Amerika Birleşik Devletleri’nde (ABD) yapılan yeni bir araştırma, cinsel ve toplumsal cinsiyet azınlıklarına mensup öğrencilerin, akranlarına kıyasla depresyondan muzdarip olma olasılığının daha yüksek olduğunu gösteriyor.
Araştırma, 2007-2022 yılları arasında 18-35 yaş aralığındaki 480.000’den fazla üniversite öğrencisinin katıldığı ve ABD’deki öğrenci ruh sağlığını inceleyen yıllık Sağlıklı Zihinler Çalışması verilerine dayanıyor.
The Journal of American College Health dergisinde yayınlanan bulgulara göre, LGBTQIA+ öğrenciler üniversite öğrencilerinin yaklaşık beşte birini oluştursa da, depresyon vakalarının neredeyse yarısını temsil etmekte. Bu grup, lezbiyen, gey, biseksüel, transseksüel, queer, interseks, aseksüel, ikili olmayan veya cinsiyet normlarına uymayan bireyleri kapsıyor.
New York Eyalet Psikiyatri Enstitüsü’nde doçent olan Dr. David Pagliaccio, “Bu çalışma, özellikle LGBTQIA+ olarak tanımlanan öğrencilerin ruh sağlığını desteklemek için hedefe yönelik müdahalelere duyulan ihtiyacı vurguluyor,” dedi. “Kapsayıcı ve destekleyici akademik ortamlar yaratmak giderek daha acil hale geliyor.”

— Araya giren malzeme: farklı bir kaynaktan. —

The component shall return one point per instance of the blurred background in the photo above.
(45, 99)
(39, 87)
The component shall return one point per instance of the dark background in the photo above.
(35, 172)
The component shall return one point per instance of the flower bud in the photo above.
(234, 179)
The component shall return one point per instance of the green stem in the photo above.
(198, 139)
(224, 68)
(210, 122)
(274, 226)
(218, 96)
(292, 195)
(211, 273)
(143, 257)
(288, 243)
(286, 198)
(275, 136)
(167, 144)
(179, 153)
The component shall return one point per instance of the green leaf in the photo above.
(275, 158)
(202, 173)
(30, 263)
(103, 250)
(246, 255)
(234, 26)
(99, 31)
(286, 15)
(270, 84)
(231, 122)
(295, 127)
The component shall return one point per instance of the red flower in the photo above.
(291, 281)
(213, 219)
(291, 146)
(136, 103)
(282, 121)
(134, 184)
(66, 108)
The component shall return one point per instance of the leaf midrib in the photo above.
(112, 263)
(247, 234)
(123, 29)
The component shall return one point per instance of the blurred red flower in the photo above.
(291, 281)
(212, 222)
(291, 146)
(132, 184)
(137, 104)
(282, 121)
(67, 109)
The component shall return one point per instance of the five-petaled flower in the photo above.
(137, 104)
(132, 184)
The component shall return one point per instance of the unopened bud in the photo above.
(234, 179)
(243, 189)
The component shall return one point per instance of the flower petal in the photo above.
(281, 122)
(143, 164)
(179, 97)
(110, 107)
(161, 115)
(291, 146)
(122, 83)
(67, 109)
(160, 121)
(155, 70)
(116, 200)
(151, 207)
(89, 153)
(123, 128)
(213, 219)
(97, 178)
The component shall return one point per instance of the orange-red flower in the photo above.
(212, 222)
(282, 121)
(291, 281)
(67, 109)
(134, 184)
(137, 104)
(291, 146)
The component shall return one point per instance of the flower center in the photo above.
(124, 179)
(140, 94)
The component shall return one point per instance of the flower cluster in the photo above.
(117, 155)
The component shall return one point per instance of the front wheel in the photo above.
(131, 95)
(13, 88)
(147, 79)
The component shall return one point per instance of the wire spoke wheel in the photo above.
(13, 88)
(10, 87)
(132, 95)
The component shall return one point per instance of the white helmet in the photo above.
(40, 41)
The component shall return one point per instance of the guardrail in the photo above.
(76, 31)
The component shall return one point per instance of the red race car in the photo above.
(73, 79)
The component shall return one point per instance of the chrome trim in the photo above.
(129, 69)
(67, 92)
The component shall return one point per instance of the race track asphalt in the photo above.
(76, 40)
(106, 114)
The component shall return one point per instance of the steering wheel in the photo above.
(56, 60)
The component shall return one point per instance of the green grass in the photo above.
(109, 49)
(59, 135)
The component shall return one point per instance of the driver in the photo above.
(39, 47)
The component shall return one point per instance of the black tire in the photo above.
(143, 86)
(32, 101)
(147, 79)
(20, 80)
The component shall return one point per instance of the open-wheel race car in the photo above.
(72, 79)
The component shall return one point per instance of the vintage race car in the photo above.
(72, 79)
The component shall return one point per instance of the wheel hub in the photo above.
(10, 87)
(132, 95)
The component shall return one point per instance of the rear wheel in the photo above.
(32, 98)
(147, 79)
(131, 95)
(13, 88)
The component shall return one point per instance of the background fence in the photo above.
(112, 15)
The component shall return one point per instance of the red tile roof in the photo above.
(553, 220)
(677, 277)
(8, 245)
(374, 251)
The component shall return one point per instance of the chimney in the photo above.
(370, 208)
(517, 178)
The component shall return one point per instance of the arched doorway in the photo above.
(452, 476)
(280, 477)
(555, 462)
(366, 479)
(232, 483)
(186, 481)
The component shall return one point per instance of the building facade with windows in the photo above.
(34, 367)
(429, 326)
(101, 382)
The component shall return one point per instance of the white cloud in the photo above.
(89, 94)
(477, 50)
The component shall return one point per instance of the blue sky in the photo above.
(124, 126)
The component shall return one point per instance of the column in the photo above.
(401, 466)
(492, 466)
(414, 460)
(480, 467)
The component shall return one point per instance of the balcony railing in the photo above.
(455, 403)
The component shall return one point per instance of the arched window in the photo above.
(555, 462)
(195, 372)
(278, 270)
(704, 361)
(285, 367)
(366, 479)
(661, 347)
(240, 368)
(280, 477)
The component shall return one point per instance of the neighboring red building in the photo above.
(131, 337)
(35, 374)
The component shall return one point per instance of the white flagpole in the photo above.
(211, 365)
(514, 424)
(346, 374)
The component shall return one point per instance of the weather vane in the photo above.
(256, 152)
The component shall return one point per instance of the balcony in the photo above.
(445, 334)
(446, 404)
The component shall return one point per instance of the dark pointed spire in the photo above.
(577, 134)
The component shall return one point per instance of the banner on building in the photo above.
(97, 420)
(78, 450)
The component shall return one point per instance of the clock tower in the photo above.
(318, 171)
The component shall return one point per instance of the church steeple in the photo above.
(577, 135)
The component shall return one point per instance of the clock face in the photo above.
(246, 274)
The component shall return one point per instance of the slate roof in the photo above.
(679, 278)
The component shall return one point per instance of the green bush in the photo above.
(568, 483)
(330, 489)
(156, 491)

Çalışmaya göre, zamanla artan bir trendle, ortalama her on öğrenciden biri majör depresyon belirtileri bildiriyor. Heteroseksüel öğrencilerin yüzde 8,5’ine kıyasla, LGBTQIA+ öğrencilerin yüzde 27’si depresyon belirtisi gösterirken, bu da üç kat daha yüksek bir oran olarak dikkat çekiyor.
‘Bu trend, her yerde görülüyor’
Uluslararası LGBTQI Gençlik ve Öğrenci Örgütü IGLYO’nun yönetici direktör yardımcısı ve politika ve araştırma müdürü Rú Avila Rodriguez, Euronews Health’e gönderdiği e-postada, “LGBTQI bireylerde ruh sağlığı yönünden eşitsizlikler 10 yaşından itibaren başlıyor,” dedi.
Avrupa’da da benzer bir eğilim gözlemlenip gözlemlenmediği sorulduğunda, “Bu, bu tür araştırmaların yapıldığı her yerde küresel olarak görülen bir eğilim,” yanıtını verdi.
Rodriguez, bu durumu açıklayabilecek bir teori olarak ‘Azınlık Stresi Teorisi’ni işaret etti. Bu teori, LGBTQI bireylerin yaşadığı ruh sağlığı sorunlarının damgalanma, ayrımcılık, destekleyici olmayan ortamlar (aile, okul, sağlık sistemleri), önyargı ve mağduriyet gibi faktörlerin neden olduğu yüksek sosyal stres düzeylerinden kaynaklandığını öne sürüyor.
ABD’de yapılan yeni bir araştırma da, ayrımcılık ve aidiyet eksikliğinin ruh sağlığı eşitsizliklerinin “temel etkenleri” arasında yer aldığını vurguluyor.
IGLYO’nun Avrupa’da 14-30 yaş arasındaki LGBTQI gençlerle yaptığı bir araştırma, katılımcıların yarısından fazlasının okul ortamlarının ruh sağlıklarına olumsuz etkisi olduğunu belirttiğini gösteriyor.
Rodriguez, “LGBTQI öğrencilerde depresyon oranları artmaya devam ettiğinden, stratejilerin bu durumu kabul etmesi, LGBTQI topluluklarına öncelik vermesi ve özellikle gençleri desteklemek için özel stratejiler oluşturması çok önemli,” diye ekledi.